The motor rating determines the amount of load that can be supported by the gear assembly. On a 100 pound load motor, that would be 50 pounds by the motor and 50 pounds by the support. It is always best to support your spit rod on both sides when possible, taking the weight off the motor.
The amount of food, baskets and other items including the spit, should total about 50% of the stated motor load, but can be as little as 20% or as much as 100%. This allows for other factors such as extreme temperatures or out of balance conditions.
The common shaded pole rotisserie motor is not a high torque type of motor. They are built for higher speeds and are very inexpensive to produce. They have no torque to speak of and, without a gear box can be stalled with your fingers. They are typically used in fans for example. By converting that speed through a high reduction gear train, the torque is magnified many thousand times.
How much food can you actually put on?
It is all about balance.
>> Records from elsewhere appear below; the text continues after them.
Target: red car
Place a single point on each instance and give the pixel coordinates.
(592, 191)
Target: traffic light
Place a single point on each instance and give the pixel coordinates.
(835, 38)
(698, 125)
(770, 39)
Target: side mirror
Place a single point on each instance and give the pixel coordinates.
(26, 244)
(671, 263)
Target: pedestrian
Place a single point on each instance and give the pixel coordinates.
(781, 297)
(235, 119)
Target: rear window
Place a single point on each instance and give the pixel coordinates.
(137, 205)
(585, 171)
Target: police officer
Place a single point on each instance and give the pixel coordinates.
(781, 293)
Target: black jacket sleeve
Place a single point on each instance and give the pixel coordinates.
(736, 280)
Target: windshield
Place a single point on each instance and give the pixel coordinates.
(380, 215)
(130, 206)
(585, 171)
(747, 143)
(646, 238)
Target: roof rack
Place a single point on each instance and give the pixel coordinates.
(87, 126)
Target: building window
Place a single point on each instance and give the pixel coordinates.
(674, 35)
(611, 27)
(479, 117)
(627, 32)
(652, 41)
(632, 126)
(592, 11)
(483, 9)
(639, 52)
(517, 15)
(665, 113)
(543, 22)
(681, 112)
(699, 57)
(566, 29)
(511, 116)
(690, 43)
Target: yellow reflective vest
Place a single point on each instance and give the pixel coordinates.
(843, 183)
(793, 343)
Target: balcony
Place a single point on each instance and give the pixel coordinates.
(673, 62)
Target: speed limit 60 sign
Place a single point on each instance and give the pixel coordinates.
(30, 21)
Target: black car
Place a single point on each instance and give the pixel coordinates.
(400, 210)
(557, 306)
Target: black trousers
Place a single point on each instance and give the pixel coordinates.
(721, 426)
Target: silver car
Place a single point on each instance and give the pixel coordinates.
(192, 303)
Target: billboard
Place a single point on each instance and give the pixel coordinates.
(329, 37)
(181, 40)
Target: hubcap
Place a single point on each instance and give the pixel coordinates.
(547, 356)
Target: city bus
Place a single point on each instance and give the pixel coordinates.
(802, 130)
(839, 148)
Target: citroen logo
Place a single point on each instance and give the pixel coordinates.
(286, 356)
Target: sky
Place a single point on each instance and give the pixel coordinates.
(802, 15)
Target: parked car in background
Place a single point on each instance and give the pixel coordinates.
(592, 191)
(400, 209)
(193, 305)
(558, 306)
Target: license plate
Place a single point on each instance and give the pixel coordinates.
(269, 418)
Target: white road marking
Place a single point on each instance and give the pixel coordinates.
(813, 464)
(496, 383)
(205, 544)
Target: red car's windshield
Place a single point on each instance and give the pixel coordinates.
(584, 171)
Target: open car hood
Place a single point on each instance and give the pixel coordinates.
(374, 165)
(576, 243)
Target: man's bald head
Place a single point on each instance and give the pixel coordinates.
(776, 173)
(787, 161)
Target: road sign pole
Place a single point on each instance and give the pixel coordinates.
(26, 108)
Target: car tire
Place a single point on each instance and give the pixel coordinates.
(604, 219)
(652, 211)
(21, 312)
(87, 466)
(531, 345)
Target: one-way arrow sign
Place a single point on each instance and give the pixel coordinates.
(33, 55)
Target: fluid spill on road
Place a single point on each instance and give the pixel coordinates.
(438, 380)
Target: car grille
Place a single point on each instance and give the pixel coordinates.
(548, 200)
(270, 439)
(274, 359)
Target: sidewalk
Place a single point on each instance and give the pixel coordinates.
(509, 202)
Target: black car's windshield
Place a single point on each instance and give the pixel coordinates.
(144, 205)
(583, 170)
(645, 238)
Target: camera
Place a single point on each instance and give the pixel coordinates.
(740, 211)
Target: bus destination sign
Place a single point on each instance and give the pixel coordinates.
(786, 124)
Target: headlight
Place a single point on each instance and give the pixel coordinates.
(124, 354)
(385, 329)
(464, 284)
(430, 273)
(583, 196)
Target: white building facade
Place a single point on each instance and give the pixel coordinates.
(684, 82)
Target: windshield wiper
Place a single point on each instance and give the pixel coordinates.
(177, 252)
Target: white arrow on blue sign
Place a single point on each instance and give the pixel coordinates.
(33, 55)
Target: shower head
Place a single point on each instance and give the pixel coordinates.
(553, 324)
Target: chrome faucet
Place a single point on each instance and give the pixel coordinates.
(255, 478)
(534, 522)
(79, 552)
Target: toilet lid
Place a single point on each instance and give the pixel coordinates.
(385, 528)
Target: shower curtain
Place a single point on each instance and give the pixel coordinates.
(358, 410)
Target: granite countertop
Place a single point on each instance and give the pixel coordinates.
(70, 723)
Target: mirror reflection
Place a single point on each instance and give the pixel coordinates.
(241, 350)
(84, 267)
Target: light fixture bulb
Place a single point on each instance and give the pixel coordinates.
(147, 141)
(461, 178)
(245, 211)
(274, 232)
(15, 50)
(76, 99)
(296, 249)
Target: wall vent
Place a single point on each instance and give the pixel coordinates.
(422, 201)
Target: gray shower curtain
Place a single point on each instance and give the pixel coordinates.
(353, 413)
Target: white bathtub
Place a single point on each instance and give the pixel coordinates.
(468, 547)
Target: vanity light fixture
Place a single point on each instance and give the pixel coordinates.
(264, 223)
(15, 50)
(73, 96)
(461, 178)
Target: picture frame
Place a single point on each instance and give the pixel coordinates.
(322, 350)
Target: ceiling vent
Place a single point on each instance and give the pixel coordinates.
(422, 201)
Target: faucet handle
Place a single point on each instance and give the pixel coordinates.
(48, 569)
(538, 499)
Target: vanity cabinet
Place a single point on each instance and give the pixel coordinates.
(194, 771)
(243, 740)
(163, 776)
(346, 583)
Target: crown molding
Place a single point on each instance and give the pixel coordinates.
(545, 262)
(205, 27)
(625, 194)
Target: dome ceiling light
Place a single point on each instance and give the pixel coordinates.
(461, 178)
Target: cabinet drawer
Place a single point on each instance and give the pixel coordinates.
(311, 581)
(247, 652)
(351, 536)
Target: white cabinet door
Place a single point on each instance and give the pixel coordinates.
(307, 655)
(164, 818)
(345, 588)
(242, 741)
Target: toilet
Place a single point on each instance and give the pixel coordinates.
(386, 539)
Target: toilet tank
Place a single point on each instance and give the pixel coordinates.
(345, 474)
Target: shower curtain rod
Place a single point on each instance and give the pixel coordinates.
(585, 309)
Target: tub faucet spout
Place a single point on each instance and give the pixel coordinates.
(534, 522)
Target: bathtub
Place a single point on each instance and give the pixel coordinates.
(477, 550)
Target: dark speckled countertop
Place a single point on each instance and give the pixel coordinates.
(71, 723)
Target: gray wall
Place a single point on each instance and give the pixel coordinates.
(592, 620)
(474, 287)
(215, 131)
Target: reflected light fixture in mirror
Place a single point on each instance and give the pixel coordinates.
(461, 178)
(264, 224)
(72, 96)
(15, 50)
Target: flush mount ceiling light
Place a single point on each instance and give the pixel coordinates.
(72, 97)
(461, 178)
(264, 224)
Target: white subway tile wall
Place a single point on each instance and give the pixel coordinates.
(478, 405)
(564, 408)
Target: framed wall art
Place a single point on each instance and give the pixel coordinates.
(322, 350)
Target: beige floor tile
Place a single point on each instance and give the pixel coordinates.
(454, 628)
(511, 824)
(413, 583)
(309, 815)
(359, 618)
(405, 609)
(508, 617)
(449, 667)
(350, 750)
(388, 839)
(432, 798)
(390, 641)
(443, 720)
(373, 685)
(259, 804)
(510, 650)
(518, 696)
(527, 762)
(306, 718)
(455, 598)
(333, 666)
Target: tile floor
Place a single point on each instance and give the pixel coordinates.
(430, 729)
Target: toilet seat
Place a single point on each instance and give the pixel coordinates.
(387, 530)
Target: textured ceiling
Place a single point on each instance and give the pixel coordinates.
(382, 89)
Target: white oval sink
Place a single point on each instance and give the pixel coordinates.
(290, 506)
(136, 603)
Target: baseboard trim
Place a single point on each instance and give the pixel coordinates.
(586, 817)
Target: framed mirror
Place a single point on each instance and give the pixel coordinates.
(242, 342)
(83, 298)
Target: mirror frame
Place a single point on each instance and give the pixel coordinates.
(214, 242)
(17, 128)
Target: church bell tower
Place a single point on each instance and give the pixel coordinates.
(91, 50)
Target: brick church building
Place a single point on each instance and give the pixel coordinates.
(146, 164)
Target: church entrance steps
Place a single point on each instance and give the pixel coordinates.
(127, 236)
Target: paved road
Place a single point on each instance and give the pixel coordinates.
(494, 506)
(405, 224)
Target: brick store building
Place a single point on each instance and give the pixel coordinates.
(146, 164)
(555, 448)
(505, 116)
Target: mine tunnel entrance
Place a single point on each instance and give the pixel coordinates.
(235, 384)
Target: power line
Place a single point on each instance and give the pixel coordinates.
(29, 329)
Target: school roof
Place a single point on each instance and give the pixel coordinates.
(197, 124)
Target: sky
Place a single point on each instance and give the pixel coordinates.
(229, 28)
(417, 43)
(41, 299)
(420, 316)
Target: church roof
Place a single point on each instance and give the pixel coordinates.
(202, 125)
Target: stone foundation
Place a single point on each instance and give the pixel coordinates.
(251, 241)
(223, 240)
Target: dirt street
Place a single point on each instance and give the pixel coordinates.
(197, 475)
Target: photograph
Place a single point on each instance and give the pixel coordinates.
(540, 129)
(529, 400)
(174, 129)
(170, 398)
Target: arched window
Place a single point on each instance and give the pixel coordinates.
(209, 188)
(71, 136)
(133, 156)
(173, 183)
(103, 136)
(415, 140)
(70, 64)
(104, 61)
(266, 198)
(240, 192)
If the food was perfectly balanced on the rod so that there was no "Heavy Side", then you could put 100 pounds or even more if the rod would hold it. This is almost never the case. The food will always be out of balance to some degree. If it is out a lot, then you may only be able to have as little as 20 pounds on the spit. If it is balanced fairly well then you can expect to do about 50 pounds or so.
The most important thing to consider is the balance of the spit. If the spit is not properly balanced then the motor will have excessive intermittent loads applied to the gear train and that will reduce the life of the unit. These motors are an exceptional value for rotisserie cooking; however they are not industrial gear head motors. It is imperative that you balance your spit before using. A few extra minutes spent on this operation will make a huge difference in the life of your unit. A perfectly balanced heavy spit can be turned with your fingers easily. An out of balance spit, of the same weight may need a wrench. You should load your spit and test the spinning in your hands. If you can spin it easily and you have good balance, it is ready to grill.
The counterbalance weight is to make up for a minor out of balance condition. The easiest way to set it is to let the heavy side get to the bottom of the rotation. This is easy to see and hear, and is a natural condition for the load to want to be in. Turn off the motor. Then have your counterbalance weight pointing straight up. This will be exactly opposite the heaviest side.